I am working on Azure Databricks, with Databricks Runtime version being - 14.3 LTS (includes Apache Spark 3.5.0, Scala 2.12)
. I am facing the following issue.
Suppose I have a view named v1 and a database f1_processed created from the following command.
CREATE DATABASE IF NOT EXISTS f1_processed
LOCATION "abfss://[email protected]/"
This is creating a database in the container named processed
. Suppose I already have some folder named circuits
in that container.
If I run the following command to create a managed table in parquet format from a dataframe in that location using the command below.
circuits_final_df.write.mode("overwrite").format("parquet").saveAsTable("f1_processed.circuits")
It gives an error as follows
SparkRuntimeException: [LOCATION_ALREADY_EXISTS] Cannot name the managed table as
`spark_catalog`.`f1_processed`.`circuits`, as its associated location
'abfss://[email protected]/circuits' already exists.

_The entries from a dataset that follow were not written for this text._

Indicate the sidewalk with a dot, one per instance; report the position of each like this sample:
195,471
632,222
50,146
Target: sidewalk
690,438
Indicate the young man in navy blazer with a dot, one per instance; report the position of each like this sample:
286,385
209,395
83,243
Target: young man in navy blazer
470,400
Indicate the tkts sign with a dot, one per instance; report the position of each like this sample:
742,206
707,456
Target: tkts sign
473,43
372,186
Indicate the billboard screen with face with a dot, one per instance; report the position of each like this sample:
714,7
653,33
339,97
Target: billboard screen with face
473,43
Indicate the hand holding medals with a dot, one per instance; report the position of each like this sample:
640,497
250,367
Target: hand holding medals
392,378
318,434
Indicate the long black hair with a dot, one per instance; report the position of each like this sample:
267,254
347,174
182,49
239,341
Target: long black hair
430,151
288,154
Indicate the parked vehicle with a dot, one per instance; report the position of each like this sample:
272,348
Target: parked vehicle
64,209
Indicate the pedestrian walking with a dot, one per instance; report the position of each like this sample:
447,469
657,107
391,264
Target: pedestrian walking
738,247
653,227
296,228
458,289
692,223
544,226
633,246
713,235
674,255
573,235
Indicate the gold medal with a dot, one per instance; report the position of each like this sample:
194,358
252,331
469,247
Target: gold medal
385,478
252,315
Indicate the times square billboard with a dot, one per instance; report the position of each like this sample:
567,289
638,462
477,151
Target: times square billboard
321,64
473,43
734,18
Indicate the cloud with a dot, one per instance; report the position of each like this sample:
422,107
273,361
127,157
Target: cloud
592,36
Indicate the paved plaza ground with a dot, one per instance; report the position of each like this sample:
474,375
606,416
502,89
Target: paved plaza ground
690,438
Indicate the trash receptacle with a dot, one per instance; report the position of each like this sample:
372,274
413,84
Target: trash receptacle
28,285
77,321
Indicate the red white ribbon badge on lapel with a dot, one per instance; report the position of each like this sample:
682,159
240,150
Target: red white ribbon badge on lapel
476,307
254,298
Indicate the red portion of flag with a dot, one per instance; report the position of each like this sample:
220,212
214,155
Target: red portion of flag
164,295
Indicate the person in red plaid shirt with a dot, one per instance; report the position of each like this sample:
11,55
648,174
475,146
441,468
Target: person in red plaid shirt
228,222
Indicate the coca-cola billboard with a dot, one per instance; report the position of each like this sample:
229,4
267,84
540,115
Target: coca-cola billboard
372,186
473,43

Please pick a different table name, or remove the existing location first. SQLSTATE: 42710
However, if I try the same thing in delta format, it runs fine. So the following code runs fine.
circuits_final_df.write.mode("overwrite").format("delta").saveAsTable("f1_processed.circuits")

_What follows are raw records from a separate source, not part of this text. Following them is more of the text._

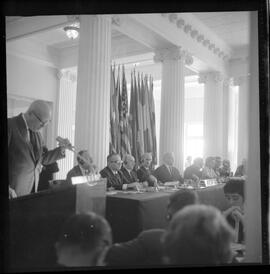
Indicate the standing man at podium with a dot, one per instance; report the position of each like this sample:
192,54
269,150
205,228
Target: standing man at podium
26,152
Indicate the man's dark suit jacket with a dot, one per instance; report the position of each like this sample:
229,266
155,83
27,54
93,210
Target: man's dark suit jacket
146,249
75,171
24,166
163,174
128,178
143,175
113,180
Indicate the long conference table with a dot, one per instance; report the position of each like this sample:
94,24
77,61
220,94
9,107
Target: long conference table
36,219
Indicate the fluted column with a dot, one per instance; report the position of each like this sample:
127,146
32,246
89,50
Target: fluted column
93,88
225,126
213,114
172,102
253,203
243,83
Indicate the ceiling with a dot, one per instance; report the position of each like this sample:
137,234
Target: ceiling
231,27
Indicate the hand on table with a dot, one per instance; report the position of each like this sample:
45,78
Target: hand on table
135,185
228,211
237,214
12,193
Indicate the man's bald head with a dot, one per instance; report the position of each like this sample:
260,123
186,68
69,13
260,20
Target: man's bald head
38,115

Also, while creating this delta table, it doesn't remove any files from the folder. It just adds the new files.
I know that a managed table is not formed if the location is already occupied. Shouldn't the behaviour be the same for all types? Also, since the result mixes the existing data and new data, it seems it is a bug and it should not happen. Any help is appreciated.
The error says that the specified location already exists, and it will throw an error because the existing location is associated with a different table or has some data in it. This is why you are getting the error LOCATION_ALREADY_EXISTS.

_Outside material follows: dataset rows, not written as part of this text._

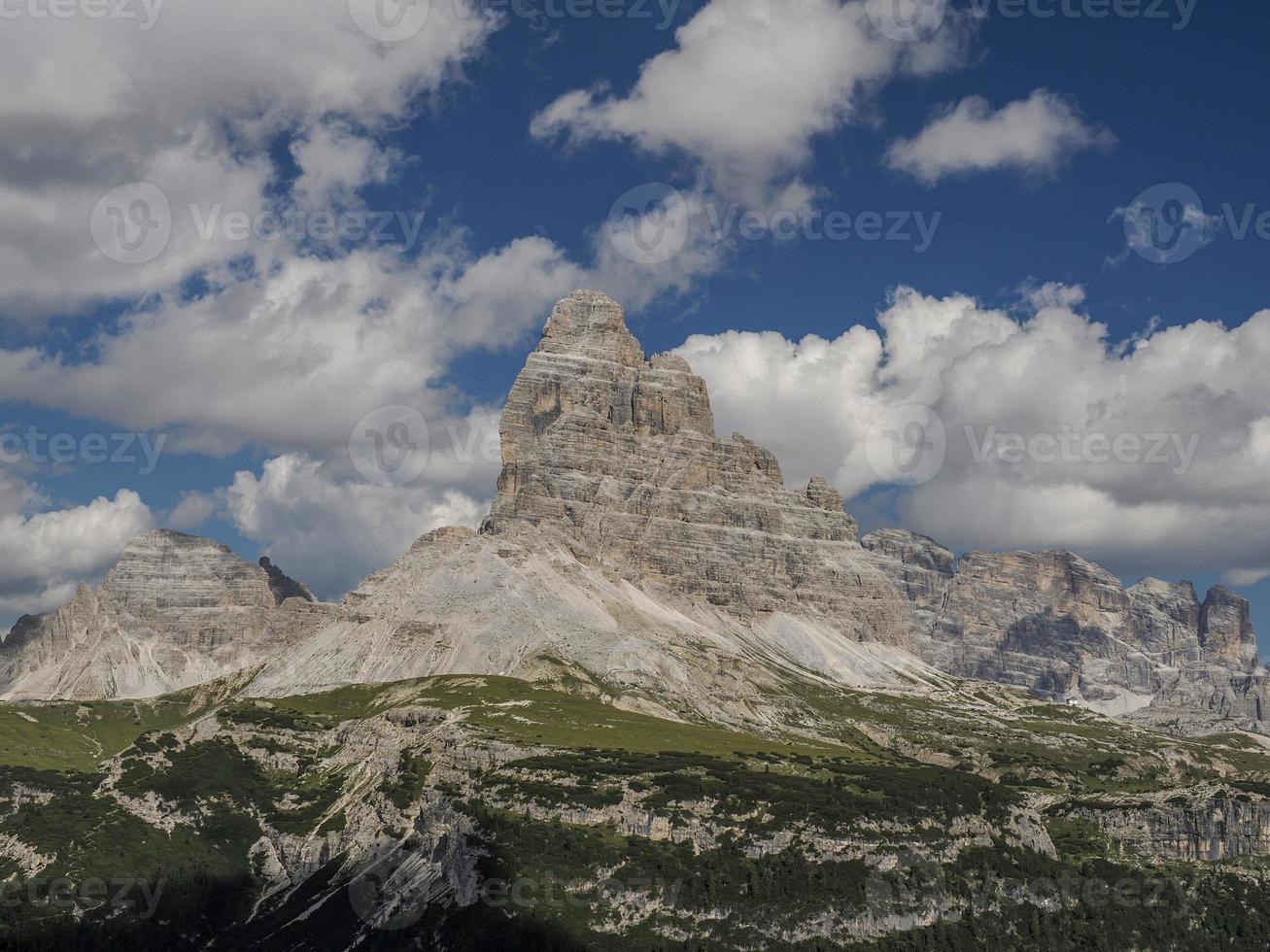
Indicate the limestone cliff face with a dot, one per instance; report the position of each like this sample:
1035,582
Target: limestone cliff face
1057,625
1215,828
174,611
616,458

Formats other than Delta do not accept files already present at the place of the declaration of a managed table. If you do not want the existing data in the location, you can remove it before creating the managed table itself.
The command below will help you remove the location:
%fs rm -r abfss://[email protected]/circuits
Next, specify the location and saveAsTable:
location = "abfss://[email protected]/circuits"
df.write.mode("overwrite").format("parquet").saveAsTable("f1_processed.circuits")
I have tried the same:
As you mentioned when creating a delta table, it doesn't remove any files from the folder. It just adds the new files. because Delta Lake provides support for schema evolution and data versioning by efficiently managing metadata and file organization. When you create a managed table in Delta format with saveAsTable, Delta Lake adds new files to the existing directory without removing or modifying the existing files. This allows you to have a table that contains both the existing data and the new data.